Ruby CQL3 driver

Requirements

Cassandra 1.2 with the native transport protocol turned on and a modern Ruby. Tested with Ruby 1.9.3 and JRuby and 1.7.x.

Installation

v1.0.0 has not yet been released, but the current prereleases are continuously being battle tested in systems running thousands of queries per second.

You can install the latest prerelease with this command:

gem install --prerelease cql-rb

Configure Cassandra

If you're running Cassandra 1.2.5 the native transport protocol is enabled by default, if you're running an earlier version (but later than 1.2) you must enable it by editing cassandra.yaml and setting start_native_transport to true.

Quick start

require 'cql'

client = Cql::Client.connect(host: 'cassandra.example.com')
client.use('system')
rows = client.execute('SELECT keyspace_name, columnfamily_name FROM schema_columnfamilies')
rows.each do |row|
  puts "The keyspace #{row['keyspace_name']} has a table called #{row['columnfamily_name']}"
end

when you're done you can call #close to disconnect from Cassandra. You can connect to multiple Cassandra nodes by passing multiple comma separated host names to the :host option.

Usage

Changing keyspaces

client.use('measurements')

or using CQL:

client.execute('USE measurements')

Running queries

You run CQL statements by passing them to #execute. Most statements don't have any result and the call will return nil.

client.execute("INSERT INTO events (id, date, description) VALUES (23462, '2013-02-24T10:14:23+0000', 'Rang bell, ate food')")

client.execute("UPDATE events SET description = 'Oh, my' WHERE id = 13126")
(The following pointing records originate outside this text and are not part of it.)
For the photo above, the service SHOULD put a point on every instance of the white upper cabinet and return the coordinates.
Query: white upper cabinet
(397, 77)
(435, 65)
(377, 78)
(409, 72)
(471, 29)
If the CQL statement passed to #execute returns a result (e.g. it's a SELECT statement) the call returns an enumerable of rows:

rows = client.execute('SELECT date, description FROM events')
rows.each do |row|
  row.each do |key, value|
    puts "#{key} = #{value}"
  end
end

The enumerable also has an accessor called metadata which returns a description of the rows and columns:

rows = client.execute('SELECT date, description FROM events'
rows.metadata['date'].type # => :date

Creating keyspaces and tables

There is no special facility for creating keyspaces and tables, they are created by executing CQL:

keyspace_definition = <<-KSDEF
  CREATE KEYSPACE measurements
  WITH replication = {
    'class': 'SimpleStrategy',
    'replication_factor': 3
  }
KSDEF

table_definition = <<-TABLEDEF
  CREATE TABLE events (
    id INT,
    date DATE,
    comment VARCHAR,
    PRIMARY KEY (id)
  )
TABLEDEF

client.execute(keyspace_definition)
client.use(measurements)
client.execute(table_definition)

You can also ALTER keyspaces and tables.

Prepared statements

The driver supports prepared statements. Use #prepare to create a statement object, and then call #execute on that object to run a statement. You must supply values for all bound parameters when you call #execute.

statement = client.prepare('SELECT date, description FROM events WHERE id = ?')
rows = statement.execute(1235)

A prepared statement can be run many times, but the CQL parsing will only be done once. Use prepared statements for queries you run over and over again.

INSERT, UPDATE, DELETE and SELECT statements can be prepared, other statements may raise QueryError.

At this time prepared statements are local to a single connection. Even if you connect to multiple nodes a prepared statement is only ever going to be executed against one of the nodes.

Consistency levels

The #execute (of Client and PreparedStatement) method supports setting the desired consistency level for the statement:

client.execute('SELECT * FROM peers', :local_quorum)

The possible values are:

:any
:one
:two
:three
:quorum
:all
:local_quorum
:each_quorum

The default consistency level is :quorum.

Consistency level is ignored for USE, TRUNCATE, CREATE and ALTER statements, and some (like :any) aren't allowed in all situations.

CQL3

This is just a driver for the Cassandra native CQL protocol, it doesn't really know anything about CQL. You can run any CQL3 statement and the driver will return whatever Cassandra replies with.

Read more about CQL3 in the CQL3 syntax documentation and the Cassandra query documentation.

Troubleshooting

I get "Deadlock detected" errors

This means that the driver's IO reactor has crashed hard. Most of the time it means that you're using a framework, server or runtime that forks and you call Client.connect in the parent process. Check the documentation and see if there's any way you can register to run some piece of code in the child process just after a fork.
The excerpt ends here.